Her stomach turned. There lying next to a romantic novel and a book called “Look Great, Feel Great,” was the source of the offending aroma. It didn’t look great, feel great and it certainly didn’t smell great either. It obviously hadn’t managed to read any tips on love either. It had no sexual companion, died alone and thankfully hadn’t followed the Bennet's example on the production front.
“At least it hasn’t got any babies,” remarked Mr Bennet, reading his wife's mind, as he fished the mouse out of the box.

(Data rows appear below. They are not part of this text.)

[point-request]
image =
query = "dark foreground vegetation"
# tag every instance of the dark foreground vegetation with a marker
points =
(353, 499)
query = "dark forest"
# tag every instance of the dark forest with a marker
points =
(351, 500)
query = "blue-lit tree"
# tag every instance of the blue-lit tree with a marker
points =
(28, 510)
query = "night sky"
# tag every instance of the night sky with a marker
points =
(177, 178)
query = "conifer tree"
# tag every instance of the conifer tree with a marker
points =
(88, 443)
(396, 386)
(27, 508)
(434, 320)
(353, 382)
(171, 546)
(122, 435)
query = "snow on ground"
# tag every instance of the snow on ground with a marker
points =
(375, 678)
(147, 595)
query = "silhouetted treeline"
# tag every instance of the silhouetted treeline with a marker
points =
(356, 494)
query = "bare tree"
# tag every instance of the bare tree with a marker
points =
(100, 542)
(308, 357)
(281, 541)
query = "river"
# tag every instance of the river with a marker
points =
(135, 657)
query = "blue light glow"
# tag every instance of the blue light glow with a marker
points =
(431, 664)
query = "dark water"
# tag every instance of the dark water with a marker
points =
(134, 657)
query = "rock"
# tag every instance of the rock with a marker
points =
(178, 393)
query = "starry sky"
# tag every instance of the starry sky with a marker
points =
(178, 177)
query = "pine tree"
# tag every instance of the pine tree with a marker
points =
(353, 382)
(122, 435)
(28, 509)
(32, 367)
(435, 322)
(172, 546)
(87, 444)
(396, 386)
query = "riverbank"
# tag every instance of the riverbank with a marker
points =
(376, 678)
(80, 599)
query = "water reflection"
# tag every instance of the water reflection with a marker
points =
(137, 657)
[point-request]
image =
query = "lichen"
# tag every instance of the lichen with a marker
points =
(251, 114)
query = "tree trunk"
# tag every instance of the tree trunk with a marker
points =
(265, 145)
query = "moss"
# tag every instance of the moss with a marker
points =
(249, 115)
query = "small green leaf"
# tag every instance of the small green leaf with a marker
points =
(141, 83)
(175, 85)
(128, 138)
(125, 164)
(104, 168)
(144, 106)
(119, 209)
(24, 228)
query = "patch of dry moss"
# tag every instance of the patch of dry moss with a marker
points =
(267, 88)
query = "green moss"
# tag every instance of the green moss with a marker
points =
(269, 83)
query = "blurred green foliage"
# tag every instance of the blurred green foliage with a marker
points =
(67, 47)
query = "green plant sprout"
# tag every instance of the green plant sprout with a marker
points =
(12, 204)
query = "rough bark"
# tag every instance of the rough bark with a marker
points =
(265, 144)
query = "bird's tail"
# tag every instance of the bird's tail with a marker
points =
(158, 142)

This was not a good start to the preamble of building Pemberley. If Mr Fitzwilliam Darcy could have an impressive country estate, the modern Miss Bennets could at least have a slice of it. With six women in the house, Mr Bennet did agree that perhaps another bathroom might be a sensible idea. The builders were moving in within five weeks, so Mr and Mrs Bennet were on the move. They couldn’t afford to move out as first promised (it had been the only condition Mrs Bennet had set in stone) so there was no alternative but to move out of the bedroom into the lounge. Without a third bedroom, a garage, conservatory, probably a kitchen and a safe garden, the already cramped house was about to get smaller, commonly known as short-term pain for long-term gain. Mrs Bennet wasn’t complaining, well not outwardly anyway. It was just that there was a huge list to tick off before the builder had a chance of even starting work.
“Come on, think of it as a chance to dejunk and declutter. Everyone tells me how liberating that is. I’ll see whether they’re telling the truth,” Mrs Bennet told herself.
One mouse and one awful smell less, she could almost believe them.